March 30th, 2011 · Comments Off on Tech Blog – Mark Potts
In today’s class, we got to hear from Mark Potts, and I have to say, with all due respect to the others who have spoken to us, I think he was the best guest brought in to COMM361 this semester.
Within an hour or so, Potts shared approximately three to four dozen different and helpful websites that provided great resources or simply examples of particularly well-done and unique storytelling techniques. But I think what I appreciated most was his unconventional opinions on news resources, namely touting the merits of Wikipedia and downplaying the importance of Twitter. The only thing missing was a boxing match between Potts and Professor Klein, who seemed horrified at the suggestion that Twitter was not a big deal. (For the record, my money would be on Klein–he’s the one grading me!)
Potts also acknowledged that Storify does not work for every story, because it asks a lot of the reader to mentally fill in the transitions between quotes. (He once wanted to write a story consisting entirely of quotes but it never panned out.) He stressed the importance of community bloggers, the ones who aren’t doing it for the money but for the passion of helping out their community, suggesting that mainstream news sources could benefit from using these resources–as he put it, “Do what you do best and link to the rest.”
It might seem as though Potts’s visit was pretty rushed and contradicted what we’ve been taught by Klein and other guests, but I found it refreshing and I think it provided a lesson that one man’s trash is another man’s journalism (for lack of better phrase). In other words, every single journalist operates differently. The method and tools that work for you might not come in handy for everyone else. In the increasingly complex world of social media and online storytelling techniques, it’s important to give these new tools a fair shot but it’s also just as important to know your own strengths and what you’re capable of producing. I highly recommend that he be a guest in all future COMM361 classes.

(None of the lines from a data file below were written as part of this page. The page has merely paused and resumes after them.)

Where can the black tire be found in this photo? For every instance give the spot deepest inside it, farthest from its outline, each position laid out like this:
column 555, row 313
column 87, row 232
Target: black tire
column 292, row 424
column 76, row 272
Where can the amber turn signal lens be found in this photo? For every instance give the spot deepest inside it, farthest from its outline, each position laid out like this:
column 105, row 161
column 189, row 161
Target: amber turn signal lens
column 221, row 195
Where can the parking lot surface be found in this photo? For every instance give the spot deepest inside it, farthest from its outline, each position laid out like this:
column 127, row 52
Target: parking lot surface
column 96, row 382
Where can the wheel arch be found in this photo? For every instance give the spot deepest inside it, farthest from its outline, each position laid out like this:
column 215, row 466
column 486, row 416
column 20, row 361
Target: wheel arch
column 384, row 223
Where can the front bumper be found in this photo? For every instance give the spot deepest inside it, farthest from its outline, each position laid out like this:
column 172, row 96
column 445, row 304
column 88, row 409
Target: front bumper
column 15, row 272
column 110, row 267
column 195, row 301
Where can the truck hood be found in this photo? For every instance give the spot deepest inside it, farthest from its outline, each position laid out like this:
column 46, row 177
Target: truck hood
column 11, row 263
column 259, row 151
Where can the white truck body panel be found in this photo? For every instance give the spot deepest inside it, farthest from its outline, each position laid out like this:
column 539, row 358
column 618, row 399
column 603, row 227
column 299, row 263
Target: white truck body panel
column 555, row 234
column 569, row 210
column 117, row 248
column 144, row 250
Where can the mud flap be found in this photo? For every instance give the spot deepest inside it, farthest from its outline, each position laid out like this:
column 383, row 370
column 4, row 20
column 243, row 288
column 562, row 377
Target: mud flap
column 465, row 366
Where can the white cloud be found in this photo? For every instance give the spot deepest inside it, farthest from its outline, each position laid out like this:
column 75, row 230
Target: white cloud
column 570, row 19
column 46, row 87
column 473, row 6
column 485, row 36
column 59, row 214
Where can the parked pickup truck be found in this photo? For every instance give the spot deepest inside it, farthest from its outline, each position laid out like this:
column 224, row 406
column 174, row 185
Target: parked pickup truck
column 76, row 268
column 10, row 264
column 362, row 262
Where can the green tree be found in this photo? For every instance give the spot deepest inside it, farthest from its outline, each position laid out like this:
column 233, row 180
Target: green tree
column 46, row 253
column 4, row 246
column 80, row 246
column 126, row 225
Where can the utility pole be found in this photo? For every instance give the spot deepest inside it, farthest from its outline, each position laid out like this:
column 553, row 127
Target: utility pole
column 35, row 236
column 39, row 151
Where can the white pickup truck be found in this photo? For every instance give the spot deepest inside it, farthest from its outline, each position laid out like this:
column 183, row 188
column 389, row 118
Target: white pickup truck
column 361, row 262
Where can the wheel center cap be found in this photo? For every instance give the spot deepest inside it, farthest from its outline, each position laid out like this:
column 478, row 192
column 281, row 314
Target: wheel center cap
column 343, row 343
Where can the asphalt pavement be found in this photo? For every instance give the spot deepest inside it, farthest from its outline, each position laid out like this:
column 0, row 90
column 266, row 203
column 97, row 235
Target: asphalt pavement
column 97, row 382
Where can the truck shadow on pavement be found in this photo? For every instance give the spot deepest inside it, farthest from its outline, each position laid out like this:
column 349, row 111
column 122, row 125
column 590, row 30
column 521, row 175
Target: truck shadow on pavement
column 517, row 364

Tags: Comm361 · Student Blog Posts
March 29th, 2011 · Comments Off on Skype session with Kevin Anderson
Courtesy of his Twitter; Kevin Anderson: Digital strategist and freelance journalist with more than a decade experience with the Guardian and the BBC. Helping create the future of journalism. FOLLOW HIM ON TWITTER!
On Thursday, March 24, 2011, Anderson skyped in to chat! Being half way accross the world didn’t stop him from making his 3:30 p.m. EST Skype sesh.

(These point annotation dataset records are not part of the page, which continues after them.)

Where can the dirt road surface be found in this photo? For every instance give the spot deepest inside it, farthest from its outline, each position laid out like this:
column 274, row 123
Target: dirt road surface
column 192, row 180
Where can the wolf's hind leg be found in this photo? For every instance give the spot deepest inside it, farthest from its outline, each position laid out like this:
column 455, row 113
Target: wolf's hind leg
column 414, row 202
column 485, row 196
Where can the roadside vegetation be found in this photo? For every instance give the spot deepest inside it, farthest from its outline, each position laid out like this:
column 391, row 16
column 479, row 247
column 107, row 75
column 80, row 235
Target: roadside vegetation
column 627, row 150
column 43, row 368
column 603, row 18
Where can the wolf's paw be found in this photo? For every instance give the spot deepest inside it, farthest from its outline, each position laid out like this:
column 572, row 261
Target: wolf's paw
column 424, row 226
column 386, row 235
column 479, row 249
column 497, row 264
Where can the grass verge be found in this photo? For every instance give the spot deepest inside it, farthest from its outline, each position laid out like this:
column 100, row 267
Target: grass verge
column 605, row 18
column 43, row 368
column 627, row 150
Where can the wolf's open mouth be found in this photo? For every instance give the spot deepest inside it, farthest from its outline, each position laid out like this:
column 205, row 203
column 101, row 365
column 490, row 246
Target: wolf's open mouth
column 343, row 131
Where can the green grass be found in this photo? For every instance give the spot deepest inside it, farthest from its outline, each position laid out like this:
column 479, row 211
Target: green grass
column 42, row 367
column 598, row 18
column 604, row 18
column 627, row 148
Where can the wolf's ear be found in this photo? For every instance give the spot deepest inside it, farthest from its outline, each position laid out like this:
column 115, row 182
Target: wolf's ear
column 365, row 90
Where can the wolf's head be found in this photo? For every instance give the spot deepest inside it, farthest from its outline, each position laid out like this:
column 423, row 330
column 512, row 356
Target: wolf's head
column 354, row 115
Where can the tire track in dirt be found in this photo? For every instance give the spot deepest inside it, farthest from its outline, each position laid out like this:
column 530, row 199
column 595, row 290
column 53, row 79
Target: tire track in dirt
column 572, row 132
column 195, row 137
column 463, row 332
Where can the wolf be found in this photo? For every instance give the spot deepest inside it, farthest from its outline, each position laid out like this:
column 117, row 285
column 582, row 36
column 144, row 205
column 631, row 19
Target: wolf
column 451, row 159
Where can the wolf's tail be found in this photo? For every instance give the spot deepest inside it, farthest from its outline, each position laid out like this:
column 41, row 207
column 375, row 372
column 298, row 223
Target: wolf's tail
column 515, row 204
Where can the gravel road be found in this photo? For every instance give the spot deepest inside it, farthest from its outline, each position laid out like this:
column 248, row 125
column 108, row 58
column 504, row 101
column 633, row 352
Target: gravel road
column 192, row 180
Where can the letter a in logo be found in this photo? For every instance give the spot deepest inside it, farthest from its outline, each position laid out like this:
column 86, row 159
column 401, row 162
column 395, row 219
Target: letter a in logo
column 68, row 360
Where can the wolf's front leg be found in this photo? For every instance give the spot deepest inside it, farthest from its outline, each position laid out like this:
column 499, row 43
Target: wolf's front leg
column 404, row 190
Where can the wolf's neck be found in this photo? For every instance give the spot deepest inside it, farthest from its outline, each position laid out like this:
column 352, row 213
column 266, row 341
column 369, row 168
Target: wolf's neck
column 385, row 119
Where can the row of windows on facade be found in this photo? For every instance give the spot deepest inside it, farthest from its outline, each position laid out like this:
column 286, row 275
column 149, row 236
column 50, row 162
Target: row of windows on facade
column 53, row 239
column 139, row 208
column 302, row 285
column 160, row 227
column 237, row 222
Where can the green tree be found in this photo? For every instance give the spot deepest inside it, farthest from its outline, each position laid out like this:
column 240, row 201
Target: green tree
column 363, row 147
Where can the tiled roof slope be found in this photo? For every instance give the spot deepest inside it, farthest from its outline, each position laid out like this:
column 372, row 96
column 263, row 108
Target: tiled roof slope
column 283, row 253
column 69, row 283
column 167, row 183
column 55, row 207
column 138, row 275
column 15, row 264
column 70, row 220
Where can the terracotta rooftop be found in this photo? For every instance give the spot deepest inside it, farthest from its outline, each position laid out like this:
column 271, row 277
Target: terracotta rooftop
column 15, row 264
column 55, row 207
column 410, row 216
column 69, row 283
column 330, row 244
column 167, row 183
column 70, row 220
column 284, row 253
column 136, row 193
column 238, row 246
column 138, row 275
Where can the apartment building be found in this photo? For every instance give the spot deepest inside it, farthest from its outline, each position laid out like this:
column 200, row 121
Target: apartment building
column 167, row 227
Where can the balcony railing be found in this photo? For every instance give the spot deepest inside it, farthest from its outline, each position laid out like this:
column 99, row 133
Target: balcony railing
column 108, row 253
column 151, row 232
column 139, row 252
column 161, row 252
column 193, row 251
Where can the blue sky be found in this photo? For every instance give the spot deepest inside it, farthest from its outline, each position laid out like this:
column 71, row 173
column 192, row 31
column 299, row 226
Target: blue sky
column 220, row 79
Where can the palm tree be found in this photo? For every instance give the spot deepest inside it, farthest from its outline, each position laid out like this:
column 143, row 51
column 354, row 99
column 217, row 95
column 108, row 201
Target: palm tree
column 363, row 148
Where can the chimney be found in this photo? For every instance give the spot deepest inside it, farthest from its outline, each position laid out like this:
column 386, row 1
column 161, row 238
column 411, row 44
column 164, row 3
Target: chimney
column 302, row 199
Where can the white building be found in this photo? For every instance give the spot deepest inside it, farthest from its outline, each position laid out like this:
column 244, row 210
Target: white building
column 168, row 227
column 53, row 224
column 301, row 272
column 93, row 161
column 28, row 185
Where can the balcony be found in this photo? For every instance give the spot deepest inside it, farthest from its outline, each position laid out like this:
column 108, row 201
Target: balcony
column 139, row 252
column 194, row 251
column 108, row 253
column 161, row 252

Valuable advice given to aspiring job-searching journalists: Go to WordPress.com or Tumblr, set up a blog, start writing and taking pictures. The costs of doing that is almost nothing. Use your moble phone and take pictures of videos. Think of the best ways to tell stories with graphics and data. You need to show you didn’t need that first job to make the initiative.

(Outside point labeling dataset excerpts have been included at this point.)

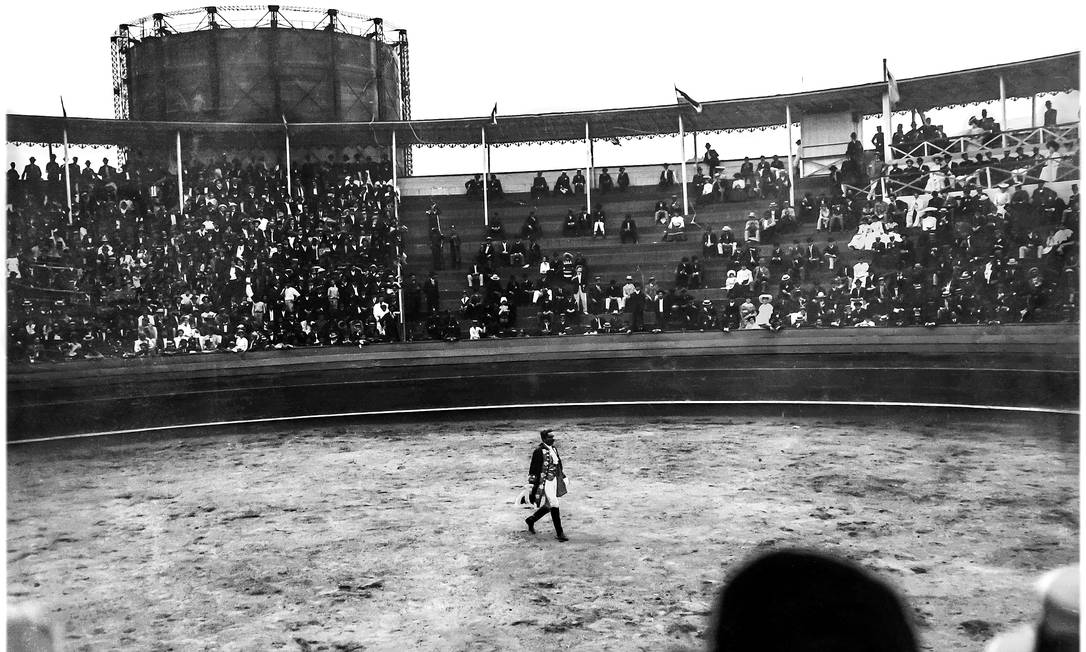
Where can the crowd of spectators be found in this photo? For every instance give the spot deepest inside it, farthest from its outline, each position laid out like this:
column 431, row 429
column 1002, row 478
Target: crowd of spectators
column 973, row 258
column 960, row 254
column 1015, row 166
column 243, row 265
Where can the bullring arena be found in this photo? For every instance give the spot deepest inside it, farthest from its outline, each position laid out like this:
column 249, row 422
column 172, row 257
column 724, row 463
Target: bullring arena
column 321, row 444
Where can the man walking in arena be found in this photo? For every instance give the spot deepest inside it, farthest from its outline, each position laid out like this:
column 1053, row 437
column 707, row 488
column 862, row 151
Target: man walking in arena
column 546, row 484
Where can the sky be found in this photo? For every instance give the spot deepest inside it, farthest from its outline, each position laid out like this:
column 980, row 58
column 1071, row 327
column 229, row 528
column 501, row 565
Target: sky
column 566, row 55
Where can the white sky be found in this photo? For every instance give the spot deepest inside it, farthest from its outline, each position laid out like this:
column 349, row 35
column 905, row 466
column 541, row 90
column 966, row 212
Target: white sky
column 563, row 54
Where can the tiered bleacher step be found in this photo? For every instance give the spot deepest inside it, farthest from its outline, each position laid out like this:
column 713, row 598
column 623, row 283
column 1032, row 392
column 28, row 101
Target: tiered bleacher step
column 607, row 258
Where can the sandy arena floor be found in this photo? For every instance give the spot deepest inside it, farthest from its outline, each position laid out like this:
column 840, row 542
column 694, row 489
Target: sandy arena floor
column 406, row 537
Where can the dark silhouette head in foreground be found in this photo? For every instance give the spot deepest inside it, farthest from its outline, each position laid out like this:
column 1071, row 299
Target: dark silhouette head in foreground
column 806, row 601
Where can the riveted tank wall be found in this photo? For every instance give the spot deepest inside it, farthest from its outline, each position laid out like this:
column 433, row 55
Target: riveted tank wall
column 262, row 75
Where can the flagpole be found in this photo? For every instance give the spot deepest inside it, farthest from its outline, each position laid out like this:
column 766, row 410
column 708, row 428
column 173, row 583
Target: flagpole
column 888, row 137
column 485, row 177
column 682, row 150
column 180, row 187
column 286, row 130
column 588, row 170
column 67, row 178
column 792, row 182
column 395, row 221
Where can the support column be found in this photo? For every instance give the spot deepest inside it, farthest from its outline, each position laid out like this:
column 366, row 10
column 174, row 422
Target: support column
column 682, row 164
column 485, row 177
column 1002, row 112
column 395, row 222
column 888, row 128
column 180, row 187
column 67, row 177
column 792, row 180
column 286, row 130
column 588, row 170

Anderson said, “With BBC, I did interviews with military bloggers. One of the most powerful radio programs is I got three soldiers together talking about their experiences. With a joint interview, you can usually get more out of them; you can have them talking to eachother. They all conversed and shared their stories. I still get shivers when I think of that radio program.”
Storify has been a hot topic in the Online Journalism classroom the entire semester. He did raise caution with one aspect of the site. “Its grat to collect material, but make sure you use the text tool to add content to what youre making,” said Anderson.
Professor Steve Klein responded with, “So in otherwise, bridge the material with good old fashioned writing.”
“Absolutely,” said Anderson.
Twitter. On the topic of media giant Twitter, Anderson said talked about maps and locations. In all seriousness, he said that he includes his location in his tweets so he can map them later. Although, don’t do that in Syria because you don’t want to encourage an air strike.
Relating to online journalism and storytelling. Anderson wrapped up the Skype sesh with, “You couldn’t tell the horror without the Japanese tsunami without the videos. And that is a small example of it. You can’t tell the story of the revolution in Egypt without the voices or the people submitting their videos online.”
Tags: Comm361 · Storify · Student Blog Posts
February 22nd, 2011 · Comments Off on Skype session with Burt Herman
This is Burt. This is the website he co-founded.
Courtesy of bertherman.com: He is an “Entrepreneurial journalist stoking media revolution. CEO and co-founder of Storify, building the future of journalism. Founder of Hacks/Hackers, bringing together journalists and technologists.”
Great introducation on Burt- now for the BIG news! He skyped with us today from somewhere on the west coast. My guess is Silicon Valley since he is a technology superstar.
He talked about how storify can be a tool to simplify the process of telling a story online. “We have this amazing situation where everyone can be a reporter on the ground” Burt said.
Storify knows that a tweet, is a tweet. A video has certain tags on it. This information is much richer than it would be if you simply just copied and pasted in links.
Professor Steve Klein asked, “How do you stay plugged in? Telling stories is constantly changing becasue of all of these newer online platforms.”
Burt Herman responded with, “I’m hungry to always search new sites out. I get emails everyday from places like mediabistro, mashable; I have tech friends. I do look at twitter, but i do confess, it’s not always a news good source for me. Sharing your idea is the best thing to do. Nobody is going to steal your idea, because they wont care about it as much as you do.” Mark Zuckerberg would.